Jésus s’est montré aux disciples. Certains critiquent déjà : oui mais pourquoi les disciples seulement ? À ceux-là je réponds : comment quelqu’un pourrait reconnaître une personne sans jamais l’avoir rencontrée avant ? Ni photo, ni vidéo à l’époque, et quand bien-même aujourd’hui, il y aurait des gens pour démontrer que l’image est retouchée. Mais on comprend à lire dans le détail que les évangélistes eux-mêmes sont un peu sur leurs gardes : les disciples ont du mal à reconnaître Jésus, il n’a pas tout-à-fait le même aspect, même Marie Magdeleine va le prendre pour le jardinier. On le reconnaît à ses gestes surtout, ou à son vocabulaire. Se pose la question : est-on certain que les disciples l’ont effectivement vu, de leurs yeux vu ? Ne serait-ce pas plutôt une rencontre spirituelle, une hallucination collective…

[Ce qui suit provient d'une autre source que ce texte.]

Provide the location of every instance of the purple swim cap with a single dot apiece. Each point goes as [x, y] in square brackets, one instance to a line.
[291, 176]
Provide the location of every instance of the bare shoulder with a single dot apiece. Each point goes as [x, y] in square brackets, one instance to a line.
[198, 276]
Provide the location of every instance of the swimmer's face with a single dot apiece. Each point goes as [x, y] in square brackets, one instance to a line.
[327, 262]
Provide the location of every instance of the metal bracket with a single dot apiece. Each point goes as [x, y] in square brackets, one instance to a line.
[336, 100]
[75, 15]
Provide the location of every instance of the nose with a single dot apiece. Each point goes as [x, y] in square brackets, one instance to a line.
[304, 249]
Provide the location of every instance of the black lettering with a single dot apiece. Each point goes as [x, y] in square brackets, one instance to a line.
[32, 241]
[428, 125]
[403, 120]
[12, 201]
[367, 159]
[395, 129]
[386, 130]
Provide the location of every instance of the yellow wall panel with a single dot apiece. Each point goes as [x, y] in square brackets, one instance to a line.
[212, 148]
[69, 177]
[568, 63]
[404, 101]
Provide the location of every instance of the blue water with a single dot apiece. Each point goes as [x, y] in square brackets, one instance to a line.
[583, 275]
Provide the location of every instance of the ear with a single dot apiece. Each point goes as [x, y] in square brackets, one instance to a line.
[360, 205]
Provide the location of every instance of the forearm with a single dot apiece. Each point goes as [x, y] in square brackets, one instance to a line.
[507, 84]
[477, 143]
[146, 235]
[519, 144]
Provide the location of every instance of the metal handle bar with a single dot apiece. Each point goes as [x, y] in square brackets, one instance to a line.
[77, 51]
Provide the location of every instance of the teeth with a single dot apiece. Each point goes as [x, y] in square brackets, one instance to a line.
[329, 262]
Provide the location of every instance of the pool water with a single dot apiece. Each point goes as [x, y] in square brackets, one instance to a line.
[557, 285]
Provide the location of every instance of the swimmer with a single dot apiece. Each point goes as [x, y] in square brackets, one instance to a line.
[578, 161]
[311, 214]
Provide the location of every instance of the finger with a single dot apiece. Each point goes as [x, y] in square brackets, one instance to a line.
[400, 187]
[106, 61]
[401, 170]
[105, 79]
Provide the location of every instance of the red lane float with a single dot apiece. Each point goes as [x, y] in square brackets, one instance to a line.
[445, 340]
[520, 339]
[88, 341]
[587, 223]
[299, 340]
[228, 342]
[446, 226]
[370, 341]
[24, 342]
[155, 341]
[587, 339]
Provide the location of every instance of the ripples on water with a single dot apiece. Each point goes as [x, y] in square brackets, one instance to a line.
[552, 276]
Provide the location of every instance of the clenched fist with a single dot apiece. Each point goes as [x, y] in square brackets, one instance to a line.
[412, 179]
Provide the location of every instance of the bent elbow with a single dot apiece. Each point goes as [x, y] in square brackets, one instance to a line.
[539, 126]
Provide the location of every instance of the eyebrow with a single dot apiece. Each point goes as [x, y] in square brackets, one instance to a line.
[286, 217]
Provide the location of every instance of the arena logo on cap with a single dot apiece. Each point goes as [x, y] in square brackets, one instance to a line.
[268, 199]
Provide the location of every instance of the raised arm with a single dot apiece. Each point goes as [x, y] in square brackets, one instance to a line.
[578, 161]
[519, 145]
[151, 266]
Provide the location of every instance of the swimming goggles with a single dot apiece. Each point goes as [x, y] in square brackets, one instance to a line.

Vous ne trouverez pas la réponse dans jesusfacile. Ces questions ont justifié 2.000 de travail des meilleurs exégètes du monde, des plus brillants philosophes et plus récemment, des meilleurs historiens et des plus grands archéologues. Ces questions, le monde entier se les sont posées. Et je n’ai pas entendu dire que le monde avait la réponse !
Les dubitatifs n’ont pas manqués : certains on dit que l’histoire de Jésus était complètement inventée, d’autres ont cru savoir que les chrétiens avaient volé le corps de Jésus dans sa tombe : face à l’échec de sa prédication, il fallait qu’ils trouvent quelque chose d’exceptionnel pour justifier le schisme d’avec les synagogues. D’autres ont parlé de disciples alcoolisés, tout a été envisagé, tout.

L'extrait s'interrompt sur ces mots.